If you have previous anodizing experience and still find what is happening to be unusual, the first thing to check is probably the meters on the rectifier. It's possible they're wrong; on a new installation you might even have the wrong shunt feeding the ammeter. Do you have a thickness gauge to check what is going on with the anodizing?

Luck & Regards,

A. First use Mooney's advice above. then let's check what you say about "180 g/L", that is 60.6 gallons of standard commercial sulfuric acid in a 600 gallon anodizing solution.. Is that what you started with? Now if you used some sort of battery acid [affil links], then tell us the label and we will calculate that for you. Now when you start the current are you chilling the solution to hold the temperature to about 72 °F?

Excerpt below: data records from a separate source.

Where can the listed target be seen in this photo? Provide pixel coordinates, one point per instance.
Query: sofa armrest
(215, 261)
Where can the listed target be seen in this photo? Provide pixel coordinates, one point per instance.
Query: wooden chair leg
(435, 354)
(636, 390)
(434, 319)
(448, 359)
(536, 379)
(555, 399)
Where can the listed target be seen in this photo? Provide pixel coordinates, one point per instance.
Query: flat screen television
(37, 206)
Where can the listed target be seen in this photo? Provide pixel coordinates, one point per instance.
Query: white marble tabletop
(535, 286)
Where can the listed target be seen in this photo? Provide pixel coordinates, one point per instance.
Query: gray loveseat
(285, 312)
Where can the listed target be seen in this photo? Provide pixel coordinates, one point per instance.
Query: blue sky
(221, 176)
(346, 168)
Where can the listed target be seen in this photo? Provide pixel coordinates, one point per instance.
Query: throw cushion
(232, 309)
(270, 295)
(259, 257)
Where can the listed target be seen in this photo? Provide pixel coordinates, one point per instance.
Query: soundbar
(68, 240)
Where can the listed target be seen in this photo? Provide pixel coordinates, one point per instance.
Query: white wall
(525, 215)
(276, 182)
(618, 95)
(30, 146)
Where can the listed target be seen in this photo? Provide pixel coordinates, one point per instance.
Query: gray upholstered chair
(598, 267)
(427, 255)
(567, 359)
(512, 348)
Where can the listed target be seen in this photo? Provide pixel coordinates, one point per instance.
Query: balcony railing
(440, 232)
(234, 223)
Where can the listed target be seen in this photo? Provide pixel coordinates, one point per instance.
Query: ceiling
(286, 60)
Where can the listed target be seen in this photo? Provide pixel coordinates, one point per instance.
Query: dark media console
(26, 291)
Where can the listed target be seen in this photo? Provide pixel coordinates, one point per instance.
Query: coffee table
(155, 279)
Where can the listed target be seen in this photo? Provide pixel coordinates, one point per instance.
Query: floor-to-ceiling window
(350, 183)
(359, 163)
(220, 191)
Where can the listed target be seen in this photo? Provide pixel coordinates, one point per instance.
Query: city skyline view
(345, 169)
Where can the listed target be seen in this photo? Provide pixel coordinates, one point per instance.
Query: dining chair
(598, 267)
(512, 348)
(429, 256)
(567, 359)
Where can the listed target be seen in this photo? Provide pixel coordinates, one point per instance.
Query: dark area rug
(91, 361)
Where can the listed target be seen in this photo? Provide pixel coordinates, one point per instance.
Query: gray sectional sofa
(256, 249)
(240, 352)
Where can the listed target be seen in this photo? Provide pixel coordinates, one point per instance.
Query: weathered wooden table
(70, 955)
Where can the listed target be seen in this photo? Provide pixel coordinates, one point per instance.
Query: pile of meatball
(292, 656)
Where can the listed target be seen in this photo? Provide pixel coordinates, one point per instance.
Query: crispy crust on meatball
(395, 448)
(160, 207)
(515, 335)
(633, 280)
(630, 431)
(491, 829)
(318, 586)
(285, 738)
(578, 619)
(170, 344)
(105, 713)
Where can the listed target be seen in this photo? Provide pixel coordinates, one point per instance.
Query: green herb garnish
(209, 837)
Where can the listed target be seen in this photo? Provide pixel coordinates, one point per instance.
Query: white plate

A. It seems easy problem according to your explanation. Most likely source of problem is rectifier or rectifier's setting. You should focus on rectifier with electrical technician in order to find problem. He can measure input/output of rectifier at voltage with a device under voltage. I am sure you will find the problem. I skipped the chemistry of bath because I assume your data is true, checked by a chemist.

A. Check to see which terminal is hooked up to the cathodes (Negative) And the parts (positive). I had this same problem with a big customer in Romania and we needed to reverse it to get anodizing.

On second thought, I bet Drew's exactly right :-)

Luck & Regards,

Ted Mooney, P.E. RET
Striving to live Aloha
finishing.com - Pine Beach, New Jersey

A. Hi Tony,
It sounds like you've just had this issue with a fresh tank but have been successful before? Your question doesn't sound like this is a brand new process for you.

Your aluminum is a little low. Normally you'd decant an old tank to get closer to 10 g/L, using the dissolved Al in the heel of the old tank to get right back to work with no fuss. But what I want to put out there is another thing to check -- is your racking, and your connection to the flight bar, still clean and tight? Are you stripping racks between uses? Are the techs scotch-brighting the flight bars before clamping spines to them? Are the undersides of the spines clean? Are the cradles also free of oxidation? Just general question on connectivity throughout the system.

Lots of good advice here and this is one more thing to check on.

A. What's the voltage/amperage capacity of your rectifier? What amps/ft2 (amps/dm2) are you running at? If you're going by amps you must set the voltage at max on your rectifier so the power is there if needed to keep the required amperage as the non-conductive anodise film builds up. In my experience calculating amps per part via the surface area, 20-24 volts max is usually more than enough (depending on work loads) to keep a good stable amperage (very rarely goes above 20).